Getting too close to the camera saturates the subject with IR (represented by purple in the depth map). The point cloud also freaks out into a pinched mess, but the depth map shows that the camera can still see better than the point cloud render implies.

This is why it is important to not limit oneself to looking at the point cloud to decide what it is that the camera can and cannot do. The 3D point cloud is neat for sure, but the Depth view gives a better idea of what the camera can actually sense.

To get the fullest idea of the camera’s abilities, be sure to run the other examples and play with the configuration settings within. I found the distance.py and distancePlusAmplitude.py examples particularly helpful, and playing around with changing the values for setIntegrationTime3d (a bit like an exposure setting), setMinimalAmplitude (higher values filter out things reflecting less light), and setRange (adjusts the color range in the depth map) were the most instructive. The GitHub repository has the example code, and documentation for the API is available here.

In general, the higher the integration time, the better the camera senses depth and deals with less-cooperative objects. But if objects are getting saturated with IR (represented by purple in the depth map), reducing integration time might be a good idea. The amplitude view is a visual representation of how much reflected light is being picked up by the sensor, and is a handy way to quickly evaluate a scene. A higher minimal amplitude setting tends to filter out smaller and more distant objects.

What The Tau is Best At

The Tau seems to work best at what I’ll call “arm’s length and room-scale” operations, by which I mean the sweet spot is room-sized areas and ranges, with nothing getting too close to the camera itself. For this kind of operation, the default settings for the camera work very well.

The camera does not deal with very small objects at close ranges without tweaks to the settings, and even then, chasing results can feel a bit like fitting a square peg into a round hole. For example, I was not able to get the Tau to reliably detect things like board game pieces on a tabletop, but it did do a great job of sensing the layout of my workshop.

Tau’s view from my workshop ceiling.

Mounting the Tau onto the ceiling and looking down into the room, for example, gave glorious results and could easily and reliably detect people, objects, and activity within the room.

Reflective objects (metal tins and glossy printed cardboard in my testing) could be a bit unpredictable, but only at close ranges. In general, the depth sensing was not easily confused as long as things weren’t too close to the camera. For optimal results, it’s best to keep the camera at arm’s length (or further) from whatever it’s looking at.

An Affordable Depth Camera, With Python API

The Tau is small, easily mountable, and can be thought of as a greyscale camera that also provides frames composed of 160 x 60 depth measurements. A bit of Python code is all it takes to get simple frame data from the camera, and those frames are almost trivial to convert into OpenCV Mat objects for use in vision processing functions. It works best at arms-length and room-scale applications, but it’s possible to tweak settings enough to get decent results in some edge cases.

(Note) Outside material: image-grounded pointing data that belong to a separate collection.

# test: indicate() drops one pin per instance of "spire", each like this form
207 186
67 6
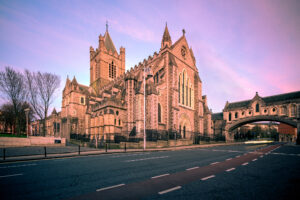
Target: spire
108 41
166 40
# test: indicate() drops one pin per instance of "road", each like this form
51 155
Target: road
224 172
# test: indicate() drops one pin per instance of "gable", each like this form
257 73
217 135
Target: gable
181 50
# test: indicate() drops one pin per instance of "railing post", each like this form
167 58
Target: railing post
4 154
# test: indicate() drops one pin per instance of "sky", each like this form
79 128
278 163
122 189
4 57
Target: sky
241 47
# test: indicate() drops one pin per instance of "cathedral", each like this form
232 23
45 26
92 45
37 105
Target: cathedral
163 93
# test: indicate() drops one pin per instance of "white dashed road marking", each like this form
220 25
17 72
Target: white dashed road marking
192 168
169 190
160 176
208 177
10 175
150 158
110 187
229 170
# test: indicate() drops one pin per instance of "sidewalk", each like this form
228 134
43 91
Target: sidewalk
103 151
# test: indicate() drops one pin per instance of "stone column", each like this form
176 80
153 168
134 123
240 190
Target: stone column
298 125
298 132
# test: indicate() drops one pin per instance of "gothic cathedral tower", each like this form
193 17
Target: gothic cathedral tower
105 63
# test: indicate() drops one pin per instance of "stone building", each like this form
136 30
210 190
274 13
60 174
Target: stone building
283 108
114 103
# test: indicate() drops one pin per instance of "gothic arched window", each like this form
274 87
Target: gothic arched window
179 88
293 110
112 70
159 113
183 88
190 97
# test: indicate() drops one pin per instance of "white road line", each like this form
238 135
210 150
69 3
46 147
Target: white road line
192 168
110 187
208 177
11 175
169 190
160 176
13 166
150 158
229 170
134 154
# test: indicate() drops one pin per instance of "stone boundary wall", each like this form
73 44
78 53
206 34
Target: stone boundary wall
32 141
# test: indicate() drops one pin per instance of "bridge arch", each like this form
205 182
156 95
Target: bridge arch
247 120
284 108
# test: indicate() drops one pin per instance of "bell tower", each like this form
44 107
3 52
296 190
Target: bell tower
106 63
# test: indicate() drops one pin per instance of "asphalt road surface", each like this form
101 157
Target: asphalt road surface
224 172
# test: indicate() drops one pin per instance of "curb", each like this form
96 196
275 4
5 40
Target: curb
93 153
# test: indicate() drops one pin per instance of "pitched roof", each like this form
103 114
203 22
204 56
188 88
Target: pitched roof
267 100
217 116
109 43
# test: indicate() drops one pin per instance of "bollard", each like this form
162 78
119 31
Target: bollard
4 154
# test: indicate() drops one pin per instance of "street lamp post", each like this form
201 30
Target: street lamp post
27 113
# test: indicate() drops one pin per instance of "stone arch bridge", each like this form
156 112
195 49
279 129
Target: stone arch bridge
284 108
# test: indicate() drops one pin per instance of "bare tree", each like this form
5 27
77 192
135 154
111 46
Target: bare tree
13 88
41 88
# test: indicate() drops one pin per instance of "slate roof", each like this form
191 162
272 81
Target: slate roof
267 100
109 43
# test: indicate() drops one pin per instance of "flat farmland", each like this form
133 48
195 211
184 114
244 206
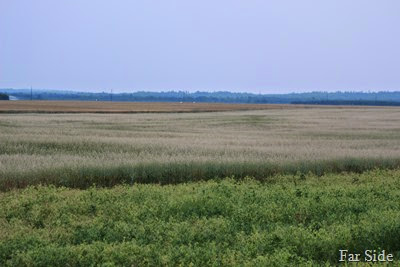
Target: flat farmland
78 150
272 187
129 107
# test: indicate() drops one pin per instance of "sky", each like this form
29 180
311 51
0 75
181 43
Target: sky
255 46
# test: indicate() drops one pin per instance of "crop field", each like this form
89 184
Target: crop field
270 187
78 150
129 107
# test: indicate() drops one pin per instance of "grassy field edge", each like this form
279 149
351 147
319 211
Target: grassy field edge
180 172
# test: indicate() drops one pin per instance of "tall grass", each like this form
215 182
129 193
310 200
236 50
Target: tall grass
175 172
78 150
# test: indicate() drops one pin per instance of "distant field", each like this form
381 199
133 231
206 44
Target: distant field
140 107
275 187
127 107
78 150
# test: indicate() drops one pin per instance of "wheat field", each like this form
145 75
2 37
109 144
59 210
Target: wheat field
39 147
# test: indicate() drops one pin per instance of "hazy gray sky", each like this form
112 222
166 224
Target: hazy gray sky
257 46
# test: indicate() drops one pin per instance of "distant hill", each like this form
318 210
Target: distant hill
383 98
4 97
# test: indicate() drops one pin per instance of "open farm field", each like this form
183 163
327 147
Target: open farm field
130 107
78 150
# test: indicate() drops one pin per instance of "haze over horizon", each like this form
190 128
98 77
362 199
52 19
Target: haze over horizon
240 46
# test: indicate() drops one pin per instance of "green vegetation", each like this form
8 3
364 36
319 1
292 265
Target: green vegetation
286 221
303 184
174 173
338 98
4 97
79 150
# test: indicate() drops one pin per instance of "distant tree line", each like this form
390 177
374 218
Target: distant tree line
4 97
385 98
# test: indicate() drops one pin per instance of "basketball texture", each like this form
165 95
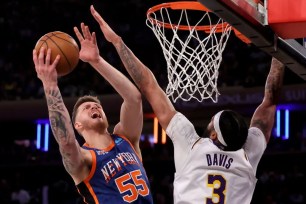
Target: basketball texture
63 44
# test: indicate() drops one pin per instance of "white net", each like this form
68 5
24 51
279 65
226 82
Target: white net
192 42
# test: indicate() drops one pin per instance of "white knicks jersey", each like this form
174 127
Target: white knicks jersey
204 173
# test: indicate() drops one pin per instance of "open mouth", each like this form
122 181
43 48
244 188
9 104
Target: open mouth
95 115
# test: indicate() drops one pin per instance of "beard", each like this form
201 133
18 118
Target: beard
206 133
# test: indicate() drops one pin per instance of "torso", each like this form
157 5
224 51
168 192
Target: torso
207 173
117 175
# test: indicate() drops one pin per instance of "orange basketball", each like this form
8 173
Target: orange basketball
63 44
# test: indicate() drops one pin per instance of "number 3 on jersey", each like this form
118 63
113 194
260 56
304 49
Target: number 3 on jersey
134 184
218 183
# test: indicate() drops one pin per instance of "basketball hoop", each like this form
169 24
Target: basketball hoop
192 39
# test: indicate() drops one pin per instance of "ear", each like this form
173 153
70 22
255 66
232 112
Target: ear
213 135
78 125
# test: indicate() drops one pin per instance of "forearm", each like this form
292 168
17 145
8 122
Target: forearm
59 117
118 81
136 69
274 82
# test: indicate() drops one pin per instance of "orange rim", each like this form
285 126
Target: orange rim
190 5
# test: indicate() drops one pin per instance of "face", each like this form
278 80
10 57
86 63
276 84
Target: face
91 115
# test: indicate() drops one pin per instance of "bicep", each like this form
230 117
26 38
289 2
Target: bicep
263 119
72 157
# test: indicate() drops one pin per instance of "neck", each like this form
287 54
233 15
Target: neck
98 140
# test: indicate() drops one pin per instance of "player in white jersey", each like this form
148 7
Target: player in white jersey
220 168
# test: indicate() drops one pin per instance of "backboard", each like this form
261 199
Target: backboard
252 20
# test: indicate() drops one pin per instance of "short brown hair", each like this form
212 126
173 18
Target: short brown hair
80 101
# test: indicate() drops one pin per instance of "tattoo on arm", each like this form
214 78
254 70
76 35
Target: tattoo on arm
261 125
131 64
59 119
58 116
274 82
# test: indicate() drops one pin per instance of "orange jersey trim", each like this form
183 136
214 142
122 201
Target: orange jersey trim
139 157
92 171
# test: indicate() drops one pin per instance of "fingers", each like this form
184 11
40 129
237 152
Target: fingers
48 57
35 57
86 32
78 34
97 16
41 56
94 38
56 60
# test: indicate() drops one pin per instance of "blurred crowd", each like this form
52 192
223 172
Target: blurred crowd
34 177
31 176
22 23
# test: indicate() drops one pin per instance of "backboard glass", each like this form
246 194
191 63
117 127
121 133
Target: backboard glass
251 20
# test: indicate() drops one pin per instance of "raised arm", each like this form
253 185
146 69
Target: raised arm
141 75
131 115
59 117
263 117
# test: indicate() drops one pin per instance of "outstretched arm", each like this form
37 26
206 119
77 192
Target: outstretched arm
59 117
141 75
131 115
263 117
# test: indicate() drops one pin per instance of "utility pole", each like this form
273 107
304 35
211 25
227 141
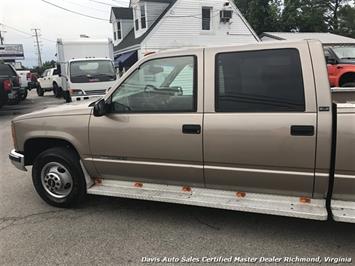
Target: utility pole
37 44
1 37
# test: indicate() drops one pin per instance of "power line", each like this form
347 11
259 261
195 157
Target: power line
99 2
23 32
89 7
75 12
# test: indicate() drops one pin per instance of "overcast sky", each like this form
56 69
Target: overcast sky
54 23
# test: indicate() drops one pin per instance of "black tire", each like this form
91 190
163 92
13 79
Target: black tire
57 90
348 85
3 98
40 91
24 95
69 159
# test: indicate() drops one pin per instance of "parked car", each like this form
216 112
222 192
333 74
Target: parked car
341 65
86 67
24 78
248 128
10 84
50 81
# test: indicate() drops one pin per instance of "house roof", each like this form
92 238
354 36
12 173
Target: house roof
159 1
130 39
122 12
325 38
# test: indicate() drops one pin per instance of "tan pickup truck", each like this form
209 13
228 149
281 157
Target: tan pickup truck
247 128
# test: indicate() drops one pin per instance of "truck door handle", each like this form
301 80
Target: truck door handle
191 129
302 130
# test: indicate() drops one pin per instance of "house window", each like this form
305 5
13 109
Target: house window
136 21
143 17
206 18
119 33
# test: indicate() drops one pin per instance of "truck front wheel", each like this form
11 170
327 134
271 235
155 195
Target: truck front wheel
58 178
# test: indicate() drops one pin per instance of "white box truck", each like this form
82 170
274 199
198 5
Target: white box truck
85 67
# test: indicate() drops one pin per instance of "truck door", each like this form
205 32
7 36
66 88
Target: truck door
260 120
153 131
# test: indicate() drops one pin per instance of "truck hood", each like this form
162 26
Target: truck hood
71 109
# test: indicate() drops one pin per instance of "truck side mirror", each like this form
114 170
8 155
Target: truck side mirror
59 69
100 108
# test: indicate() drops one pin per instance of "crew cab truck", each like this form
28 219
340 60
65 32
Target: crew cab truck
247 128
85 67
50 81
341 65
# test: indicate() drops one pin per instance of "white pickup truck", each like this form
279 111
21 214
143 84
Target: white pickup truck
49 81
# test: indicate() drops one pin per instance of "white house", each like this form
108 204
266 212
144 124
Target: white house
324 37
150 25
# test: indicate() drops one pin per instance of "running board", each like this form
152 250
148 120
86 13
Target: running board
343 211
239 201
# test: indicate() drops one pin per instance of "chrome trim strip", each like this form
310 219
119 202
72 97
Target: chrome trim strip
148 163
236 169
345 176
322 174
263 171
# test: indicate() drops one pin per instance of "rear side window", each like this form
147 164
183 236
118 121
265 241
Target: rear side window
259 81
6 70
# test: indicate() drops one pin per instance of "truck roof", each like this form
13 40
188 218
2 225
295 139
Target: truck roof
268 44
91 58
84 40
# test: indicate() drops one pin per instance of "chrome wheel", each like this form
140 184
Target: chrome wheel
56 180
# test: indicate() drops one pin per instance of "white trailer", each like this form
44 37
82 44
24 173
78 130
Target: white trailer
86 67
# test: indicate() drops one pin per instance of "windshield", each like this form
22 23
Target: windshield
92 71
345 52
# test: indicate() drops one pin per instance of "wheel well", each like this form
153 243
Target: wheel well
34 147
346 78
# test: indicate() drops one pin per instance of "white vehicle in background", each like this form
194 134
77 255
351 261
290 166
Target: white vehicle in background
86 67
24 78
50 81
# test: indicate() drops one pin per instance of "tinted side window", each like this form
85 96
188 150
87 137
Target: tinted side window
159 85
6 70
260 81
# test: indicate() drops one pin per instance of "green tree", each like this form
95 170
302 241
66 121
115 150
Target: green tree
346 21
334 7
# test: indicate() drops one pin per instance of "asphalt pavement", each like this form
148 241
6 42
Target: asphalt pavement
114 231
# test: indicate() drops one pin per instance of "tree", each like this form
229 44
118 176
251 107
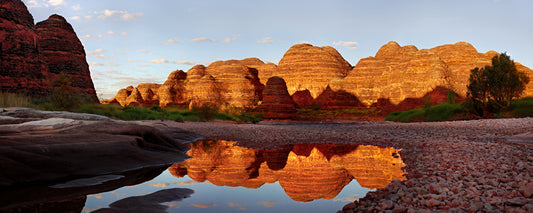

The Python example applications are simple and effective, and I want to reiterate the importance of playing with each of them to get a fuller idea of what the camera does and does not do. Tau Studio, with its colorful 3D-rendered point cloud, is a nice tool but is in some ways very narrow in what it does. Watching the point cloud doesn’t paint the most complete picture of what the camera does, and how it can be configured, so be sure to try all the examples when evaluating.